玄関のドアを開けると、スーツの上に厚手のコートを羽織り、さらに何重にもマフラーを巻いている安時が立っていた。鼻の頭が赤く、寒いからか身を揺すっていた。
「もうお昼なのに寒すぎますよ。今年の寒波は強敵ですね」
リビングに入りながら、安時が時候に文句を垂れる。ソファに腰を下ろすと、「暖かい。快適ですね」と、マフラーを外していた。
「そういえばさっき、テレビで黎城先生が芥川賞候補になったと言っていた」
お望み通りに良い豆を挽きながら、語部が切り出す。既に知っているはずだが、話題にせずにはいられなかった。
「ええ、今日発表でしたからね。ところで先生は、もう大丈夫なんですか?」
「何がだ?」
ミルのハンドルを回しながら、安時の方に顔を向ける。安時がじっと語部の方を見ていた。
「芥川賞の場であんなことになって、後悔してるんじゃないかと思っていたものですから」
「後悔はしてる。だけど、あのときはそうする以外に方法が分からなかった。だからこそ、巻き返そうとして、今もこうして小説家として足掻いている」
もう二度と表舞台には立てないだろうが、それでも細々とでも作家として生きていきたかったのだ。挽いた豆からはいつも以上に、芳醇さの増した香りが漂っている。それをフィルターに移し入れ、お湯を注いでいく。ポコポコとガスが抜けていく時が、語部が一番好きな時だった。まるで呼吸しているようで、コーヒーの息づかいのようだからだ。
コーヒーを入れ終え、ケーキと一緒にテーブルへと運ぶ。
安時が印刷していた原稿をソファにどけると、「いつもすみません」と言いながらまずはケーキを受け取った。そのあとソーサーに乗ったコーヒーカップを受け取る。
「あっ」
テーブルに置こうとおろしかけた時、ソーサーから滑り落ちたカップが横倒れにテーブルの上を転がっていく。勢いよく飛び散ったコーヒーが二つのケーキに覆い被さるようにかかった。
「大丈夫か! 火傷してないか?」
いくらコーヒーの温度が熱湯ではないとはいえ、九十度は超えている。語部は急いでタオルを水で濡らし、安時に手渡す。
「僕は大丈夫ですが……せっかくのケーキが……」
今にも泣き出しそうな安時に「気にするな」と言って、テーブルに飛び散ったコーヒーを拭き取っていく。
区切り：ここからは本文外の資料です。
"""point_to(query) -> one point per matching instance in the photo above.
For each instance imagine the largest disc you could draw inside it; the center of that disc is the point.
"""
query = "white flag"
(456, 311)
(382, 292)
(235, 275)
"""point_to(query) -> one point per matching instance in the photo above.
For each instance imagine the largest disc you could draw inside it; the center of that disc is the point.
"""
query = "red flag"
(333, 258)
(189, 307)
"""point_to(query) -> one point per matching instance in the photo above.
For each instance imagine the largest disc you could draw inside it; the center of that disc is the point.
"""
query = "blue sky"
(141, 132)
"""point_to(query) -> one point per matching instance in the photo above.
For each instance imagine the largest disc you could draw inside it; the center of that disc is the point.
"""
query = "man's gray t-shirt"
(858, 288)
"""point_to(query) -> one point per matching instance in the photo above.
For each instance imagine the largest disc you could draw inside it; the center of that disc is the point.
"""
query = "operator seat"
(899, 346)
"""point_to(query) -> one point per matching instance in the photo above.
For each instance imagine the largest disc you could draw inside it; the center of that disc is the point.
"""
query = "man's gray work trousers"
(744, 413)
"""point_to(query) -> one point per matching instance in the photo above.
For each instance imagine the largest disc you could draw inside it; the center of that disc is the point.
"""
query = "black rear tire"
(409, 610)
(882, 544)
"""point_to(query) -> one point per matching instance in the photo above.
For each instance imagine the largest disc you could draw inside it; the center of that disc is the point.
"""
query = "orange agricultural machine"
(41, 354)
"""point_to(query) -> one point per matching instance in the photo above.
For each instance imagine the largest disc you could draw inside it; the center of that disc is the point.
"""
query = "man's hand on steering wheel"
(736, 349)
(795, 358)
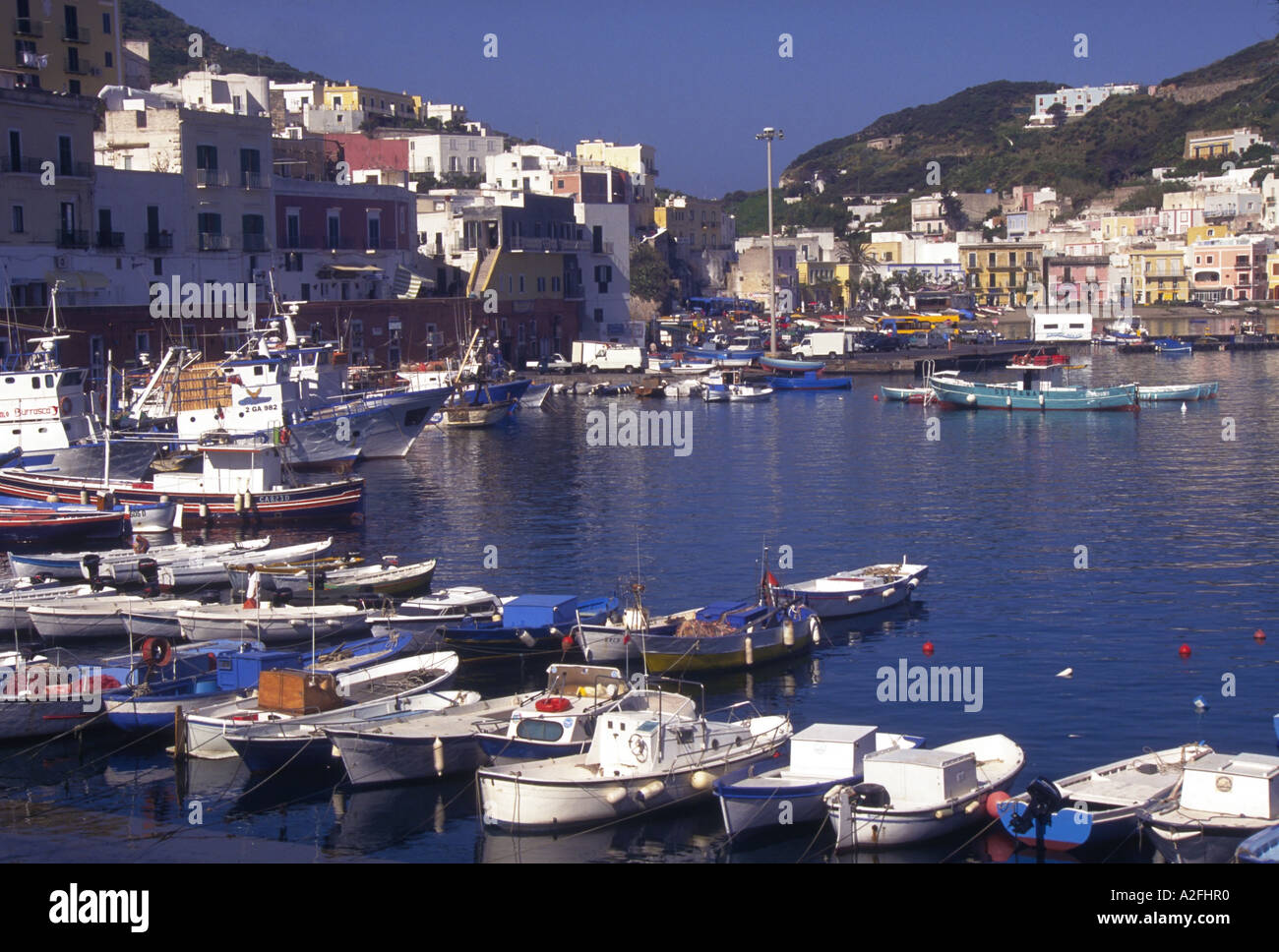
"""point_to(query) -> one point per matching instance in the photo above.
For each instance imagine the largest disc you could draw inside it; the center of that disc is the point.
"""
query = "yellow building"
(999, 272)
(349, 97)
(1159, 275)
(72, 47)
(839, 278)
(1201, 233)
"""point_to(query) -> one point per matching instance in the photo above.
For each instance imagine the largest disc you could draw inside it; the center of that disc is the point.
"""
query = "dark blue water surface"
(1176, 524)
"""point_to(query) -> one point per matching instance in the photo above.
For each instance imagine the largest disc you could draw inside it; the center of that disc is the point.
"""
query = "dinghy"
(791, 794)
(1099, 807)
(1223, 801)
(288, 694)
(652, 750)
(856, 592)
(909, 797)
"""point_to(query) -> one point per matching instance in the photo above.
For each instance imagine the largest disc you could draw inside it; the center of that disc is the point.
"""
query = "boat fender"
(702, 780)
(650, 790)
(639, 746)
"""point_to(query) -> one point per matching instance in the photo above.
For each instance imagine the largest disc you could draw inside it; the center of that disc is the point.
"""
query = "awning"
(408, 284)
(348, 269)
(78, 280)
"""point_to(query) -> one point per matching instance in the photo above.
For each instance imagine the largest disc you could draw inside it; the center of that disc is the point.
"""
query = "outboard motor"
(91, 564)
(873, 797)
(150, 571)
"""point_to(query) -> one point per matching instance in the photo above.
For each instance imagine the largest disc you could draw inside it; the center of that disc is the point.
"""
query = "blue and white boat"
(1099, 807)
(559, 721)
(527, 624)
(789, 794)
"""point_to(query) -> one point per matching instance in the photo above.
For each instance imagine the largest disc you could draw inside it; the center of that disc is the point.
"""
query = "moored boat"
(909, 797)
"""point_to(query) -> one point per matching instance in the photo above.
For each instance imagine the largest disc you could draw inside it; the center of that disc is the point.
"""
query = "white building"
(1077, 101)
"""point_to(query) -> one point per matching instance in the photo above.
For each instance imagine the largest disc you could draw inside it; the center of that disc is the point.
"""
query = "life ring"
(156, 652)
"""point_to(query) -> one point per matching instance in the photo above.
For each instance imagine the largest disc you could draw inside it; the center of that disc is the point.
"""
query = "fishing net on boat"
(695, 627)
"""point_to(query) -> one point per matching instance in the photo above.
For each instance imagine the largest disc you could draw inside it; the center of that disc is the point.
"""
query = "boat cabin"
(916, 777)
(1233, 785)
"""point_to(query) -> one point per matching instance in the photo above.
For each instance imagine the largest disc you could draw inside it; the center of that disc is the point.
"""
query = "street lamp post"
(767, 136)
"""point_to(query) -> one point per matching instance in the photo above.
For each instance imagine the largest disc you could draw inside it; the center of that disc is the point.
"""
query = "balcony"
(210, 242)
(212, 178)
(24, 166)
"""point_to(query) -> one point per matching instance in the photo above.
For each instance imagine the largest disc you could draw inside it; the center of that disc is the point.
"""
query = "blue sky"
(700, 80)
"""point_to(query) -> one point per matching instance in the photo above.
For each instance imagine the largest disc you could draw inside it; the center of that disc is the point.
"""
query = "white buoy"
(650, 790)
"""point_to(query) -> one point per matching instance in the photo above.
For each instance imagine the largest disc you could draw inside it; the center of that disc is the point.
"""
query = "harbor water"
(1092, 542)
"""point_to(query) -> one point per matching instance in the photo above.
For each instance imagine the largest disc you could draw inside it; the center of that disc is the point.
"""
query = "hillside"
(142, 20)
(979, 140)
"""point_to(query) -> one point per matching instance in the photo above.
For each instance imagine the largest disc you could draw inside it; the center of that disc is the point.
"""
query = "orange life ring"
(553, 705)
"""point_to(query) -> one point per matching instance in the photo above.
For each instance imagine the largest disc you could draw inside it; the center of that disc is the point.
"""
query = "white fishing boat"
(908, 797)
(89, 619)
(421, 746)
(14, 605)
(791, 794)
(652, 750)
(69, 565)
(272, 624)
(429, 615)
(858, 590)
(1098, 807)
(1223, 801)
(728, 387)
(200, 570)
(288, 694)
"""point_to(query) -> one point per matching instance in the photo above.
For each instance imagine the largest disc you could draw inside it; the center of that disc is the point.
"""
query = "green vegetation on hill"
(142, 20)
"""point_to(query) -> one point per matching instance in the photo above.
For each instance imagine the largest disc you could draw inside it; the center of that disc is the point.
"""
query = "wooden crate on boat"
(297, 691)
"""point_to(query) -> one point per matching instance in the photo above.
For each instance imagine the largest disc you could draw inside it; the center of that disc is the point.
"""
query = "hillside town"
(387, 214)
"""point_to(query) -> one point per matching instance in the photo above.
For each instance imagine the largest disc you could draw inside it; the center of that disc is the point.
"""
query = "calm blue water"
(1180, 538)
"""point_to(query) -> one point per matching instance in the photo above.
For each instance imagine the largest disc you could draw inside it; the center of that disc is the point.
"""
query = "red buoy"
(993, 803)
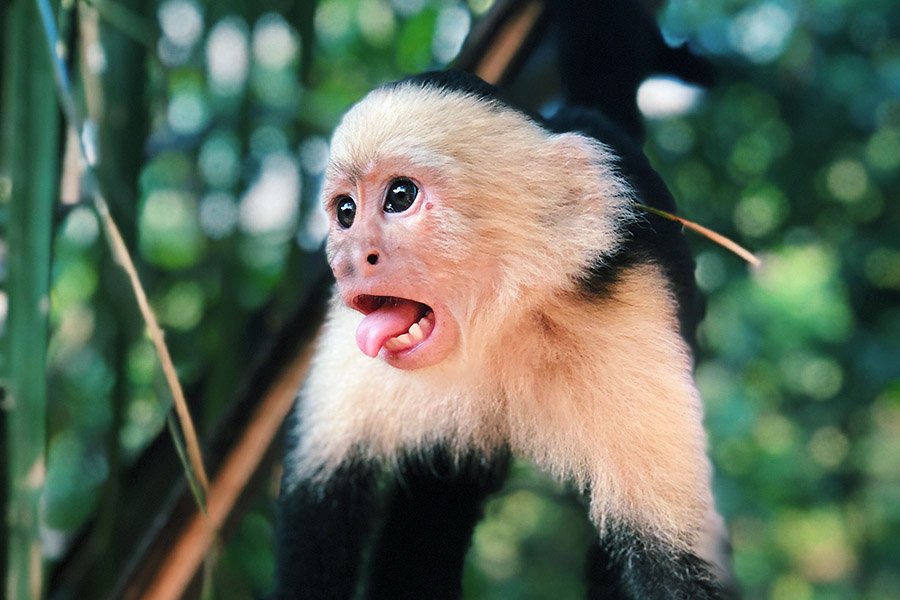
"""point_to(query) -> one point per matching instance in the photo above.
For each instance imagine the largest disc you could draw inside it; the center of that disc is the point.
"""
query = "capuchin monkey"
(498, 295)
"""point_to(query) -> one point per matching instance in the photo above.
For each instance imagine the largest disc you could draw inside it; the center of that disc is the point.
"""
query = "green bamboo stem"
(30, 151)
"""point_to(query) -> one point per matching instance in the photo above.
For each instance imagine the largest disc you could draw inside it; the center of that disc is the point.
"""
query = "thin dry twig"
(718, 238)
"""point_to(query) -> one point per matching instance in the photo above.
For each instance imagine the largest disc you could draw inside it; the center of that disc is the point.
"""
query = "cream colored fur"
(598, 391)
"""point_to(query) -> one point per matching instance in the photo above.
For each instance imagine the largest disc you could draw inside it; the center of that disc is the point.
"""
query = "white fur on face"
(596, 390)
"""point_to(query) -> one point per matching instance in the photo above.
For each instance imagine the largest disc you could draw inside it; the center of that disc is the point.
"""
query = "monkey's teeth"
(418, 331)
(426, 324)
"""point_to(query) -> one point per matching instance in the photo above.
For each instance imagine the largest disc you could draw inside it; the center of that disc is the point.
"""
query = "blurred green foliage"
(795, 153)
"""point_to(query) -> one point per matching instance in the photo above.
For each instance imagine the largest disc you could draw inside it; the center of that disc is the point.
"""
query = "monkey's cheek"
(437, 348)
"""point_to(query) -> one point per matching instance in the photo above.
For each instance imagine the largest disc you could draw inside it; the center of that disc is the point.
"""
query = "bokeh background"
(213, 121)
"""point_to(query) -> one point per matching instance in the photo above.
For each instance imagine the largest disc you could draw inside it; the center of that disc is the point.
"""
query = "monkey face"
(453, 218)
(387, 247)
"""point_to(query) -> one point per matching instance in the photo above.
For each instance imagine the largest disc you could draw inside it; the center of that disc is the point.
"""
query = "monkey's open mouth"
(395, 324)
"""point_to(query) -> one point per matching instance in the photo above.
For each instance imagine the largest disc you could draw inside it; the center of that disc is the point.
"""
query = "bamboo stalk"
(120, 251)
(30, 156)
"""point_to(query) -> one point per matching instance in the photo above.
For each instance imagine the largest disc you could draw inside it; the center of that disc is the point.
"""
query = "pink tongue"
(389, 321)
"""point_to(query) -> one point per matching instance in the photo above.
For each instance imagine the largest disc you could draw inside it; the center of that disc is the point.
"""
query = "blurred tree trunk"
(30, 169)
(116, 98)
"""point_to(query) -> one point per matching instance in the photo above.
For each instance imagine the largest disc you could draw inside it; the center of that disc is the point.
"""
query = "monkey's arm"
(431, 516)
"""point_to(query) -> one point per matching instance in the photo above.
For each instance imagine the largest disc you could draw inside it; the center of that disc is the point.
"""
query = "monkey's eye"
(346, 211)
(400, 195)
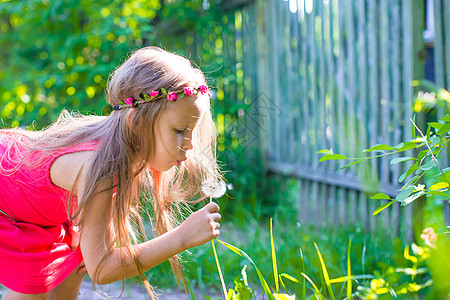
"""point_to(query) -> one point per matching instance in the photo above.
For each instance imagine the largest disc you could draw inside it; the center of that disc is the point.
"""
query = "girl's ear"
(129, 118)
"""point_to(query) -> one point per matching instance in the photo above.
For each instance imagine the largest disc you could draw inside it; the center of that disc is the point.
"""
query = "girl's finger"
(216, 217)
(212, 207)
(82, 270)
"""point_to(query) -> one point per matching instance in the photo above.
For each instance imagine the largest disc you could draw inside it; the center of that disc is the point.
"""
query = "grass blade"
(260, 276)
(349, 272)
(222, 281)
(190, 289)
(317, 292)
(325, 274)
(384, 206)
(353, 277)
(304, 279)
(274, 259)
よほどショックだったのか、安時は「ああ、ケーキが……」と呆然としている。
「買って来てやるから、待ってろ」
汚れたものを片付け、語部は財布を手に取る。
「いえ、そんないいですよ!」
安時が止めようとして立ち上がる。それを無視して、語部は玄関へと向かう。後ろから安時が何かを言った気がしたが、閉じたドアにかき消されて聞こえなかった。